# Wife is determined to divorce but seems torn about missing me



## Whatsright86 (Jun 24, 2017)

Hello everyone

My wife and I married about 2 years ago, we have no kids. 1-2 weeks ago my wife and I were on the verge of agreeing on a divorce. In short, she didn't think I was good enough. As a last resort, I started the 180.

Yesterday she obviously felt I was more distant and told me "it seems like you're not too happy with me...and I'm not happy as well, so let's file for divorce." I said, "ok let's talk then".

We then had a short discussion on what needs to be done, what are the plans for the house, etc...

After about 15minutes, it seemed like we covered everything, so I got up and told her I had to go out to meet a friend (I told her before already so it's not me escaping the conversation).

Right before I head out the door, I glance at her and she's staring at me with tear filled eyes. I stop and just stare back at her to see what she would do.

She walked up to me and hugged me, and with more tears rolling down her cheeks she tells me "I will really miss you..."

I told her "well it doesn't have to be this way..." (in hindsight, I probably shouldn't have said that...)

She doesn't respond and just wipes her tears.

I then just said goodbye and left.


Now...I'm super confused because it seems like she still wants me but yet she's the one pushing for divorce?

I come back after meeting my friend and find that she left a note on the table along with divorce papers that were applied 2 months ago...so I guess it really is over

A part of me is just nagging me that there's still a chance...I don't think I'll ever forget her face when she said that...just feeling so conflicted


----------



## sokillme (Jun 10, 2016)

Check you phone bill. Usually this kind of situation the wife is cheating.


----------



## Satya (Jun 22, 2012)

There could be another man.
Or she could just legitimately be in limbo.

If she hasn't decided firmly on keeping the marriage, then you may as well carry on with divorce. You don't want a partner who is half invested or unsure.

She's just considering the fallout. Women don't like to be without a solid foundation. So, she's either contemplating whether the OM (IF he exists) can provide stability enough, OR she is thinking about whether she can survive on her own, and is scared. In either way, the best way to handle it IMO, is to not reassure her. Don't give her false hope. Encourage her to handle things on her own. Divorcing means you move on, not cling for dear life. When she says "I'll miss you" just say, "you'll be fine." 

That's life.


----------



## arbitrator (Feb 13, 2012)

*Whether or not she's seeing another man can usually always be found out through due examination of her phone/texting bill or through her social media!

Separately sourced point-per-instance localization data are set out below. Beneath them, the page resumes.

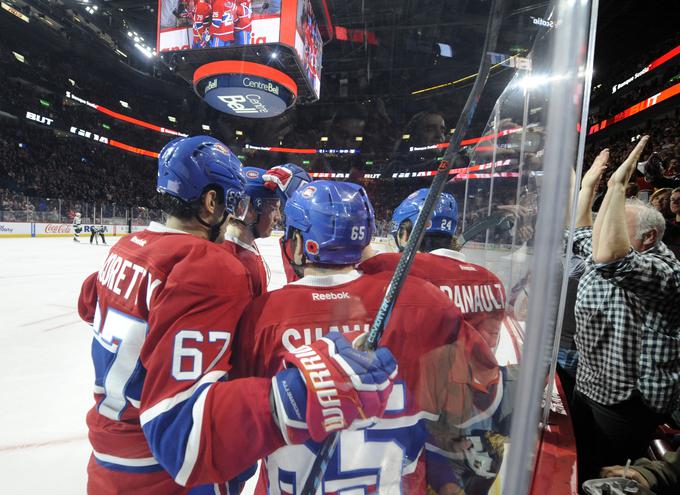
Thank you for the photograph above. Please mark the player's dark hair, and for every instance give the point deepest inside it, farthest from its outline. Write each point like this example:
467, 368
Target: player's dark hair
431, 241
185, 210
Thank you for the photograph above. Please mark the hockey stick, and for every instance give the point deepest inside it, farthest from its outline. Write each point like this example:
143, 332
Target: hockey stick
318, 469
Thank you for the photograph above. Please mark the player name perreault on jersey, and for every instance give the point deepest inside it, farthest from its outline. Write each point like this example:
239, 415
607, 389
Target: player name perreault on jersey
292, 338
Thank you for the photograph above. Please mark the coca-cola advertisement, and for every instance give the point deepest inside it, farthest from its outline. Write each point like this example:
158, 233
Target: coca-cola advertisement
57, 228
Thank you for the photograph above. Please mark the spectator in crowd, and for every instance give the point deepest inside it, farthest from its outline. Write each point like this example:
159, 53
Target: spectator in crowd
628, 323
660, 201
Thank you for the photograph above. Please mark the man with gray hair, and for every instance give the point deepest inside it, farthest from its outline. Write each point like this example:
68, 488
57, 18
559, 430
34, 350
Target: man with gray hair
627, 323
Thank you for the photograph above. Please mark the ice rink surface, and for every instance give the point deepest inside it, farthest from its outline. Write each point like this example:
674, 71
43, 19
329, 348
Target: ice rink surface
45, 368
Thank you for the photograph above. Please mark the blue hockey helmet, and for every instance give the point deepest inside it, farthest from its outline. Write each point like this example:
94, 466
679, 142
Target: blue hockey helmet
336, 221
187, 165
300, 178
255, 189
444, 217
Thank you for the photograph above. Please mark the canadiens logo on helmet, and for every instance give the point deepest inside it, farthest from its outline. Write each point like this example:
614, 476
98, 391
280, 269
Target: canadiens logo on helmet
222, 148
312, 247
308, 192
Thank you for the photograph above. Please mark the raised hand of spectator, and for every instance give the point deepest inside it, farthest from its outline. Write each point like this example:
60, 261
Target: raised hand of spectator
592, 177
625, 171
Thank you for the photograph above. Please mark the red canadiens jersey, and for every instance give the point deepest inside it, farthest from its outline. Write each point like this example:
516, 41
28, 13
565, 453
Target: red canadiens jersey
201, 20
387, 456
252, 261
164, 308
291, 276
223, 16
244, 16
476, 292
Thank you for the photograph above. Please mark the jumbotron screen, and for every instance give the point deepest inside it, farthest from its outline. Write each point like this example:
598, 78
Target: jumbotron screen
206, 24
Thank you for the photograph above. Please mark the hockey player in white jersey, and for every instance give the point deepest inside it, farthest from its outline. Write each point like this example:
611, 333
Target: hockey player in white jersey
77, 227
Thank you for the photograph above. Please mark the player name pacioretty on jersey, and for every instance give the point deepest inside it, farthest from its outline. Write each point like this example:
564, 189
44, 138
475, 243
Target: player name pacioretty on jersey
325, 389
116, 270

Notwithstanding, her emotions of conscience of you having had been there for her during the tenure of your relationship or of her finally embracing her new "Plan A" are, no doubt, tearfully coming out!

Continue through with "the 180" as well as the divorce!*


----------



## SunCMars (Feb 29, 2016)

Married two years ago?

Sounds like she settled...for you. Hoping that her love would grow.

It did not. She cried because she is not a potato, she has normal feelings. Just not enough to keep her in the marriage.
....................................................................................................................................................
-or-

She may have someone else. 
She may still have feelings for an ex boyfriend [spouse, whatever?].
She may still be carrying baggage from another relationship that is keeping her love meter stuck at some low level.

The fact that she got the divorce papers two months ago means prior intent. Did she tell you many months ago that she is unhappy in the marriage?
Or did she spring this on you out of the blue?

It may be that she is a Walk-Away Wife who petered out before the first bloom appeared on the rose. 

Is someone pressuring her? Family members, friends?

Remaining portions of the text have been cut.